Lets Go!!!!!!!!!!!!!!!


----------



## set-the-drag (Jan 13, 2013)

26 and dropping gonna be on ice end of next week


----------



## s.a.m (Feb 22, 2016)

Says change to rain on two of the three


----------



## set-the-drag (Jan 13, 2013)

Stop! Shut your filthy mouth


----------



## swone (Jan 24, 2007)




----------



## DBV (Jan 8, 2011)

Unfortunately does not look like it will last. High low to mid 40’s by Thursday in Cleveland and then same on the weekend. This Winter sucks. Also, might have above normal temps to close out the month if trend continues. 

So, discouraging. Need more than 3 to 4 days of cold to make solid, safe ice.


----------



## HeaVyMeTaLFiSHinGFiEnD (Oct 2, 2010)

DBV said:


> Unfortunately does not look like it will last. High low to mid 40’s by Thursday in Cleveland and then same on the weekend. This Winter sucks. Also, might have above normal temps to close out the month if trend continues.
> 
> So, discouraging. Need more than 3 to 4 days of cold to make solid, safe ice.

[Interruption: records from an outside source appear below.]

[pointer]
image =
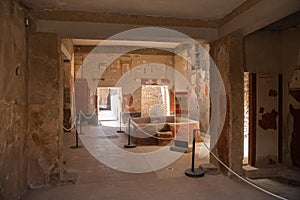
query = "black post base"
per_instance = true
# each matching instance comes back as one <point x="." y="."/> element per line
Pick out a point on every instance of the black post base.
<point x="130" y="145"/>
<point x="75" y="147"/>
<point x="196" y="173"/>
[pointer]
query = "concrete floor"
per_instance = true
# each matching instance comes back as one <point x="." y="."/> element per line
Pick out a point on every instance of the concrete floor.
<point x="93" y="180"/>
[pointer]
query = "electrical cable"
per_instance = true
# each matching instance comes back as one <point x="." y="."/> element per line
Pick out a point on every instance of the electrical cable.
<point x="243" y="179"/>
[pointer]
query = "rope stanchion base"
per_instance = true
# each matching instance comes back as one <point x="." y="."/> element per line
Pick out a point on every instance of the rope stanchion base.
<point x="130" y="145"/>
<point x="194" y="173"/>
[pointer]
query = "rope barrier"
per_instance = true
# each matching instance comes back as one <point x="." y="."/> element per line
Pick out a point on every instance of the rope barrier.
<point x="243" y="179"/>
<point x="146" y="133"/>
<point x="69" y="129"/>
<point x="90" y="117"/>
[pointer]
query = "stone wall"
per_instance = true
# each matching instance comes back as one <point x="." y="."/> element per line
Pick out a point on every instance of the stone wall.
<point x="13" y="101"/>
<point x="119" y="67"/>
<point x="227" y="53"/>
<point x="45" y="89"/>
<point x="277" y="52"/>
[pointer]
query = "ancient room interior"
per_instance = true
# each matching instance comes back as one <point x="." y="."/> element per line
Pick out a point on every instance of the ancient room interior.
<point x="154" y="99"/>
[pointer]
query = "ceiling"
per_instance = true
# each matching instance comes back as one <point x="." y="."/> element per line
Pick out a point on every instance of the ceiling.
<point x="147" y="44"/>
<point x="209" y="10"/>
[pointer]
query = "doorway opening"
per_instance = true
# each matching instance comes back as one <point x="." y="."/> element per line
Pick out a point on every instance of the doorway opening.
<point x="109" y="103"/>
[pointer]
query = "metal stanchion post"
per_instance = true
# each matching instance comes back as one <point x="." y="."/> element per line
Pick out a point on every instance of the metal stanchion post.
<point x="129" y="145"/>
<point x="194" y="172"/>
<point x="80" y="123"/>
<point x="120" y="131"/>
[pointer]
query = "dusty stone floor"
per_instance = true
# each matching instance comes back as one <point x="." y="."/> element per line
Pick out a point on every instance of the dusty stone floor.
<point x="88" y="178"/>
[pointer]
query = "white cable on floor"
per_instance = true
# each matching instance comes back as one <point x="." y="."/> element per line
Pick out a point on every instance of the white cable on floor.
<point x="243" y="179"/>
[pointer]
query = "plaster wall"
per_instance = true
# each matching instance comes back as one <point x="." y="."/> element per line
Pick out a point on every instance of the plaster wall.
<point x="275" y="52"/>
<point x="13" y="101"/>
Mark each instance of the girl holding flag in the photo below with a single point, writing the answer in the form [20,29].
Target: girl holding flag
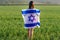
[31,18]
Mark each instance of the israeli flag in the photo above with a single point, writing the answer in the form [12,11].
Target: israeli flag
[31,18]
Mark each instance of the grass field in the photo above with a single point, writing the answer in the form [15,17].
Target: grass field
[12,25]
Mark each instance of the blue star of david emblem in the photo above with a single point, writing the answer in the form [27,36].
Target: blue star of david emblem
[31,18]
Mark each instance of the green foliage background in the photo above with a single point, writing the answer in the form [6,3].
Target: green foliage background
[12,25]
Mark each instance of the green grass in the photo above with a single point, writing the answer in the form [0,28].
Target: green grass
[12,25]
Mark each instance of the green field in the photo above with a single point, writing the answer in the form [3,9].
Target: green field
[12,25]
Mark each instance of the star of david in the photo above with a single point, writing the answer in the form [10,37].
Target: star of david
[31,18]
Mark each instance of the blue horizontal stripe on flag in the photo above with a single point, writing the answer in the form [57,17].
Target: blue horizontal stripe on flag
[32,25]
[30,11]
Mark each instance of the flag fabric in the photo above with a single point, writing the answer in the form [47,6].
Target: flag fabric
[31,18]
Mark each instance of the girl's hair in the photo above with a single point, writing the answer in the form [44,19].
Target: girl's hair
[31,4]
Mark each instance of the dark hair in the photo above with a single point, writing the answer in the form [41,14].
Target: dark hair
[30,4]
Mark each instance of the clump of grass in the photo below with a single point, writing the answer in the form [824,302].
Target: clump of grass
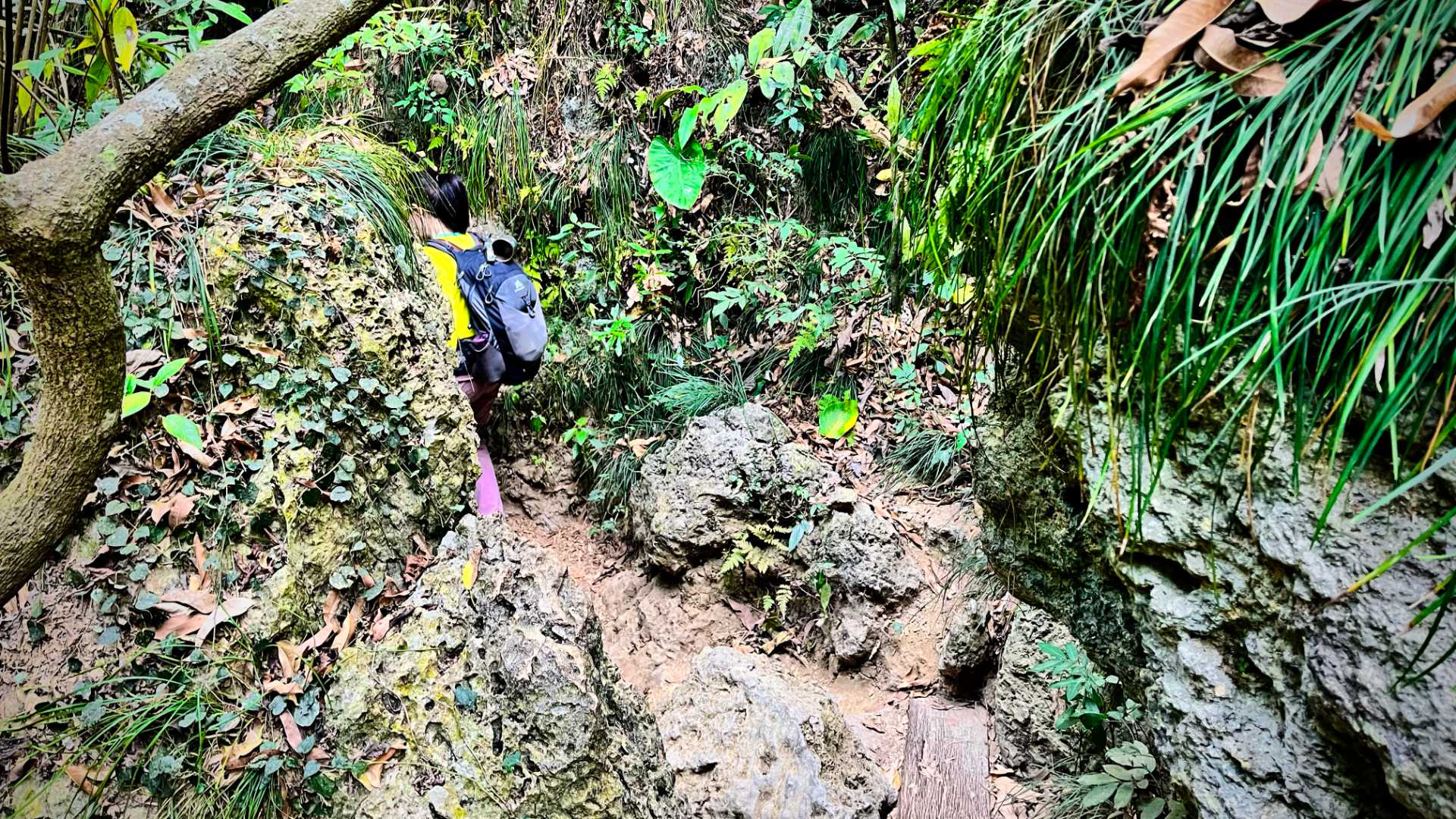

Its Ohio, things change on a dime. Gotta keep the faith


----------



## kit carson (Jan 24, 2016)

Those day time temps shouldn't hurt a thing refreeze and make ice every night. We should be good to go in a couple days

Sent from my SM-T560NU using Tapatalk


----------



## swone (Jan 24, 2007)

HeaVyMeTaLFiSHinGFiEnD said:


> Its Ohio, things change on a dime. Gotta keep the faith


How do I like this post 15 times?!? Don’t they know you have the coolest ice fishing toy in the history of the world sitting in a rolling cooler ready to move out?
*
FREEEEEEEEEEEEEEEEEZE*!!!


----------



## Smitty82 (Mar 13, 2011)

The title of this thread screams Browns Fan...


----------



## bumpus (Jan 17, 2015)

I'm about the only person in my social circle that thrives for the ice so I constantly get asked in these winter's if I think it will happen I always just say ice fishing in Ohio is like being a browns all we can do is hope


----------



## HeaVyMeTaLFiSHinGFiEnD (Oct 2, 2010)

swone said:


> How do I like this post 15 times?!? Don’t they know you have the coolest ice fishing toy in the history of the world sitting in a rolling cooler ready to move out?
> *
> FREEEEEEEEEEEEEEEEEZE*!!!









there sitting there all nice and grouped up, waiting to get thrown in some peanut oil.


----------



## HeaVyMeTaLFiSHinGFiEnD (Oct 2, 2010)




----------



## DBV (Jan 8, 2011)

HeaVyMeTaLFiSHinGFiEnD said:


> Its Ohio, things change on a dime. Gotta keep the faith


Hope you are right, but the weather anymore kind of lost the faith. Can’t even have one snowstorm without rain like will be happening today anymore. Seems like whatever the season, we get more above average temps than average or below for long stretches.

Sure hope we get ice and a long stretch of cold weather, but don’t trust this pattern that we are in.


----------



## loweman165 (May 15, 2015)

https://images.app.goo.gl/xmnR6TGew5PHdZUM9


----------



## loweman165 (May 15, 2015)




----------



## swone (Jan 24, 2007)




----------